Years from now, i will look back at this post and wonder what the hell i was thinking. What the hell made me do it.  What the hell made me delete my twitter account?

It is a rhetorical question. The answer lies in the question itself. What the hell was i doing on twitter in the first place? A question for an answer, there you go. It was but a phase. A game. We all play it.  140 words to kill. Go. Fit a joke or bitch about your luxuriously boring life or come up with a witty line over a  local issue or football or whatever. Time starts now.  Used to be i waited for days just to come up with a pithy or witty line to share with my almost none-existent followers. And this is in the day where information flows faster than thought. 

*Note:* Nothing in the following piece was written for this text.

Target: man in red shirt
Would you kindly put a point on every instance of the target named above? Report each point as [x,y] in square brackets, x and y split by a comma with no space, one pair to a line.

I got bored of the game. It bored me because i became dependent on it. I stopped writing long rambling stuff as i slowly became addicted to the speed of the replies the likes and what-have you. I was addicted to it, like nicotine, like sugar, like whatever the hell floats your boat in a shitty day.

One can only maintain a number of addictions at any given time and so ruthlessly i nipped the addiction in the bud, long before it becomes cancerous. I knew that to be published, to be remembered i had to write at least 10,000 words a day and 10,000 attempts at a tweet does not count as writing. Twitter is cancerous to my writing muscle, at least it was for me.

Do i miss it now? i certainly did, like i will miss nicotine when i finally gave up my pipe or like i will miss sugary stuff when i finally go on a diet. Relapse? God help me, i hope not.

Sometimes a line a word which i think to be brilliant my first reaction would be to say to myself; that is tweet-worthy or , i should tweet that. But then i would catch myself midstream and to remind myself that my twitter account is dead and give the silly blue bird the finger.

I would then type it instead in my battered old Samsung S3 whose S Notes notes have the tendency to go missing even after i saved it a few time after which i would go berserk and after a few minutes, resign to the fact that brilliant line or word is now lost eternally to the Void .

Now, after the death of the bluebird, i find my days to be longer and more meaningful. Conversations, i mean good old fashioned conversations became an enjoyment for me albeit my introverted disposition. The lines? the witty and pithy lines? Now, i reserve them  for good old fashioned conversations with friends.